A Breath of Fresh Air

Published February 22, 2013 3:28 PM by Michael Jones

Writing an opening paragraph can be difficult. I like to take a deep breath before I start. It helps to clear things up, and I can think of a good way to introduce a subject without forcing it. I can’t imagine what it would be like if I couldn’t take that deep breathe to clear my head.

For Emphysema patients, it’s a lot like that -- see how easy that was? -- only all of the time. At the University of Alabama at Birmingham, 55 year-old patient, Perry Waldrop, was recently treated with a late-stage clinical trial procedure using “a foam sealant sprayed into the lungs,” rather than lung volume reduction surgery. According to a Newswise article, the experimental technique involves a “proprietary polymer” that turns into foam in the lungs and, inside of a half-hour, “hardens to a rubbery consistency, blocking off the holes in air sacs and sealing the damaged regions of the lung.” The polymer was compared to a two-part epoxy and is administered with an injection into the lungs.

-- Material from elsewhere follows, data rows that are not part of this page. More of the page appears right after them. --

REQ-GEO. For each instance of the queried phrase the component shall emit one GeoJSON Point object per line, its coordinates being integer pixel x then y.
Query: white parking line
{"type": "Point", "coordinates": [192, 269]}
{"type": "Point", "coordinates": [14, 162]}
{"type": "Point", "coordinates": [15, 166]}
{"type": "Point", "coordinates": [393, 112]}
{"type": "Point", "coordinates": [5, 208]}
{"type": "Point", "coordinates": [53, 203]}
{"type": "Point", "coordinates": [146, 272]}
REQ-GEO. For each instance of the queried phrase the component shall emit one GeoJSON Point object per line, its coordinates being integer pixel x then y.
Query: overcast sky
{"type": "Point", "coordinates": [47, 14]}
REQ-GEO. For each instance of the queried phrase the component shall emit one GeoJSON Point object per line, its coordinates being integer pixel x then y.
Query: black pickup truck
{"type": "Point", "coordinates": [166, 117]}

“The idea behind all lung volume reduction procedures is to reduce the volume in the lung and allow the diaphragm to return to its normal shape and function,” said Mark Dransfield. MD, associate professor in the division of pulmonary, allergy and critical care medicine and lead investigator, in the Newswise story. “We’re looking for a less-invasive way to achieve that goal without the risks inherent in surgery.”

Traditional lung volume reduction surgery involves cutting away the “over-inflated, diseased parts of the lung,” which allows it to return to normal size and subsequently restore normal function in the diaphragm. According to Dransfield, the surgery carries with in a “50-60 percent risk of pulmonary or cardiac complications and a small risk of perioperative death.” The new procedure will hopefully reduce the potential risks associated with surgery while producing the same results.

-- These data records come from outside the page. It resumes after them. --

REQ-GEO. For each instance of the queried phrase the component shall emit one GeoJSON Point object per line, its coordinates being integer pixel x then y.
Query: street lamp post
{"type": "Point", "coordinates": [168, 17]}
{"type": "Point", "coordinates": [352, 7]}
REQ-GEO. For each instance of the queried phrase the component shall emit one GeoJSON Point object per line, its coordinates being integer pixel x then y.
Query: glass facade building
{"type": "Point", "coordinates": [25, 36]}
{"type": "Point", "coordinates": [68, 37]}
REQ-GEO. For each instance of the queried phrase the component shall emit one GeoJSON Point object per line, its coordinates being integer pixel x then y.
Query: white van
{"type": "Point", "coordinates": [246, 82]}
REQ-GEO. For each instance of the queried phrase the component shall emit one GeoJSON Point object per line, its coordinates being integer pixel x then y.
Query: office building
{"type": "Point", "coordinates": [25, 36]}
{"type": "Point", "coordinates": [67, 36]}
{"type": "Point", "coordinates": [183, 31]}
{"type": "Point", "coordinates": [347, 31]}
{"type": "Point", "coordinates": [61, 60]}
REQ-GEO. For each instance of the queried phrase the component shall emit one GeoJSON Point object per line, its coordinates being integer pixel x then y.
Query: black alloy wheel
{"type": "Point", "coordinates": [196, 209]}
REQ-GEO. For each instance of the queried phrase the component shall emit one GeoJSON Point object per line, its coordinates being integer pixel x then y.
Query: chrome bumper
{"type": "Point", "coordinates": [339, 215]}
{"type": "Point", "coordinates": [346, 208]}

“We don’t yet know the balance of risks and benefits for this procedure as well as we do for the surgery,” continued Dransfield. “Certainly the hope is the risk will be far lower, and the preliminary data from Europe indicates that that is true. The risk of major cardio- or pulmonary complications is quite low. I think having a safer option that is as effective or almost as effective as surgery will greatly improve our ability to take care of these folks.”

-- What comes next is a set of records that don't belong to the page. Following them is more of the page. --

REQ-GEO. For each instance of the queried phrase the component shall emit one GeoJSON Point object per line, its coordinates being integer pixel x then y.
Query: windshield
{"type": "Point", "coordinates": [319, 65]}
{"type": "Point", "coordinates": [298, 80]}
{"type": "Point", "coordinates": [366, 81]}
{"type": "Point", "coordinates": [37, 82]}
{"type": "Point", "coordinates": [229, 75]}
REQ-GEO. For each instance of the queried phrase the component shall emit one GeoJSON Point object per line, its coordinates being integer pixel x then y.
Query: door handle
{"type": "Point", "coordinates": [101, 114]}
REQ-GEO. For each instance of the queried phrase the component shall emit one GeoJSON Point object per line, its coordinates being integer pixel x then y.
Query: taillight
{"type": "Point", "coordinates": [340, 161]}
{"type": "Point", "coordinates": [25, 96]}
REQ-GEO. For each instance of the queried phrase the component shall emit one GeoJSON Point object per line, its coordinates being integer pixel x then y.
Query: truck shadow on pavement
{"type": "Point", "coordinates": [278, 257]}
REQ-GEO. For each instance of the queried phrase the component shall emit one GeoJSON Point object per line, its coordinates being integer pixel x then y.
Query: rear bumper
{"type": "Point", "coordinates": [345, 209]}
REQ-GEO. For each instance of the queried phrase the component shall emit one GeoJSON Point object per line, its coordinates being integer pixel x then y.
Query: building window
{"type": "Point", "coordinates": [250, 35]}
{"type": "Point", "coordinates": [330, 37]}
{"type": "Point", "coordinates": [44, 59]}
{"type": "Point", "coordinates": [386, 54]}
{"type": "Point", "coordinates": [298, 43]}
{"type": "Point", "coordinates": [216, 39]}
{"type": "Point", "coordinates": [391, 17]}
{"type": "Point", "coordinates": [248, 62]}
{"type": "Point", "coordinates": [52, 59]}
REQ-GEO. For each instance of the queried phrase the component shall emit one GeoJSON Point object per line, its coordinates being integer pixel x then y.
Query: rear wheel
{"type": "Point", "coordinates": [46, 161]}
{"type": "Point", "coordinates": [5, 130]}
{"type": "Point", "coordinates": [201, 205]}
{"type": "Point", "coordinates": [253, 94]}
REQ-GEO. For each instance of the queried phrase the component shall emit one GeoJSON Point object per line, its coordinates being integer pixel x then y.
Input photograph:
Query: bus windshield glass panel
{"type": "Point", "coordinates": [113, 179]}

The article went on to note that, so far, the only problem has been a flu-like immune-inflammatory disease that resolves in 2-3 days. The prospect of a less-invasive procedure readily available for emphysema patient, especially those who might not be strong enough to handle a surgery with so many possible problems, is exciting not only to struggling patients, but also US physicians looking for alternative options.